The bodge it fix to my Yamada DVR 9000 DVD Recorder
Posted in Home, the web, Blogs on March 27, 2009 at 4:18 pm
You may remember the problems I had with the HDD of my Yamada DVR 9000 TV
recorder . I did get that sorted by FAT32′ing on Win98 m/c.
I haven’t been able to write R disks since last summer and RW’s screwed up
with more than 3 hours of data. Since Christmas I haven’t been able to write
any disks at all - a bit of a drag as I recorded lots at Christmas and the
HD is pretty full.
A simple swap of the DVD drive seemed the answer BUT - it’s a unlabeled
lite-on unit and a non standard size. I assumed the device was probably
running Linux and would need drivers for whatever DVD was installed so it
would need to be a like for like replacement.
However I found http://www.howtomendit.com/answers.php?id=142563 where
someone said a Sony dru190A would work as a replacement. Having sourced one
(Amazon after a few tries elsewhere) I gave it a go with the box open & the drive laid on top of the existing one. A bit of a problem there as the cat (mad) stalks shiney DVD’s and kept trying to nose at the inards - not sure how anti-static a cats nose is, or what 240V would do to him - couldn’t make him any dafter anyway.

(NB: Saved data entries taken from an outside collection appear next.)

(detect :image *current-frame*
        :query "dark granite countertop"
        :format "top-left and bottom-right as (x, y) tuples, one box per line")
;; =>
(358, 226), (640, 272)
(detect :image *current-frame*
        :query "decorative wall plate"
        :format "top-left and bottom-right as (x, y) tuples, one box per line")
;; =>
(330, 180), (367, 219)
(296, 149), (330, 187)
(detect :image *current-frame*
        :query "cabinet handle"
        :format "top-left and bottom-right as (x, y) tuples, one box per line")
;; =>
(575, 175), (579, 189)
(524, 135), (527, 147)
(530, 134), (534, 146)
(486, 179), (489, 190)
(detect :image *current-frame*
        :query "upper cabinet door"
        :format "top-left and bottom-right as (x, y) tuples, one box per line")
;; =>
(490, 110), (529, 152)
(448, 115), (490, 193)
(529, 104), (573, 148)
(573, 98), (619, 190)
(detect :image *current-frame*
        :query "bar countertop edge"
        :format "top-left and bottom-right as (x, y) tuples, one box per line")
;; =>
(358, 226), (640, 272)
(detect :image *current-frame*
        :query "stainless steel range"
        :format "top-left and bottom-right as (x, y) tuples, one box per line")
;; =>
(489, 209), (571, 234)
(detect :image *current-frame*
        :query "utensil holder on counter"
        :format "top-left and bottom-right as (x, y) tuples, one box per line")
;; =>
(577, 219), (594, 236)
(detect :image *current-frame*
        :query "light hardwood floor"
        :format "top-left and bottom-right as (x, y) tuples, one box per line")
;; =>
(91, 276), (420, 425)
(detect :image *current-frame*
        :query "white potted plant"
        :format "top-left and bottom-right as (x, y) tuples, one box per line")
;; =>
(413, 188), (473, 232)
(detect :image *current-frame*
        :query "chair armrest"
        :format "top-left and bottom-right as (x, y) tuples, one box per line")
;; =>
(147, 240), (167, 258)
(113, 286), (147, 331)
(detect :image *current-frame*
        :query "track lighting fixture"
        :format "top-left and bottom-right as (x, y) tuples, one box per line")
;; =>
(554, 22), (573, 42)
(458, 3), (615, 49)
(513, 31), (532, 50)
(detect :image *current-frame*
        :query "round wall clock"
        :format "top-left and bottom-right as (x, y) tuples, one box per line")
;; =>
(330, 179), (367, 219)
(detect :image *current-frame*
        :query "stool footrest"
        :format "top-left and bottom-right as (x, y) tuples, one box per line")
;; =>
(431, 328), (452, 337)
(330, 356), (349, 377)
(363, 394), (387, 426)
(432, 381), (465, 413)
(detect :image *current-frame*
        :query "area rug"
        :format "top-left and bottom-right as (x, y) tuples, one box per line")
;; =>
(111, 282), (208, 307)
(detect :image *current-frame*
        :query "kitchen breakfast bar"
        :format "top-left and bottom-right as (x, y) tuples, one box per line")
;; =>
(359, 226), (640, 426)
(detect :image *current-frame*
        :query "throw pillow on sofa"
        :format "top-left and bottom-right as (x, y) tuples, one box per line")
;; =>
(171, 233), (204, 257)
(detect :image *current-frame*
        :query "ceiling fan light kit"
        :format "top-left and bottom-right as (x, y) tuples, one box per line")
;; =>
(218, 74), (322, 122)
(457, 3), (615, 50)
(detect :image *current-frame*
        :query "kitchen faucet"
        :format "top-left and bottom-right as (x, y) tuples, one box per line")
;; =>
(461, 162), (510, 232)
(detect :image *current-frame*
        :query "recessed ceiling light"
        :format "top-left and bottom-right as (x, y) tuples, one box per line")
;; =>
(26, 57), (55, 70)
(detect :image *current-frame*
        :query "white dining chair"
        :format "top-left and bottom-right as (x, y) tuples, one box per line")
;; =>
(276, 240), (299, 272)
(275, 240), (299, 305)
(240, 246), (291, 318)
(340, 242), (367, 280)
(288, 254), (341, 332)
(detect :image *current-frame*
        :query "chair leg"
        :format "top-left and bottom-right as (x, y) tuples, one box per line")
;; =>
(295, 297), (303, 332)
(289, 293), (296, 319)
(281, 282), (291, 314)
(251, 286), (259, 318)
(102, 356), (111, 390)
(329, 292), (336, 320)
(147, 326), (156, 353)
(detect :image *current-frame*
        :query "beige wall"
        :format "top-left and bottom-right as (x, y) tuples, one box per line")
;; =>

I wasn’t surprised when it didn’t seem to work but that was with the Philips
DVD+RW’s I had carefully sourced as another forum recommended these with the
Yamada. Somewhat amazingly it did work with the standard Tesco DVD+R’s I had
given up using.
Getting it working was one thing - putting the box back together was
another. The weird fixings relied on screwing the DVD to the bottom of the
case (on some risers) and slotting into some large tags on the front of the
box. Not a hope with the standard PC style Sony. However it shouldn’t get
chucked around much so I put blue tack on the risers, bent the tags flat &
gaffa taped it all in place and it seemed OK. I snapped mirrored the drawer
cover of the old unit and glued it to a chipboard spacer which I blue tacked
to the DVD drawer itself. A it of black tape to cover the chipboard and it
even looks pretty good.
As the unit only cost about £110, the replacement drive at £30 still means
it was a bargain - though I have wished I’d spent more on the many
occasions it has played up! Chalk up another victory to the web.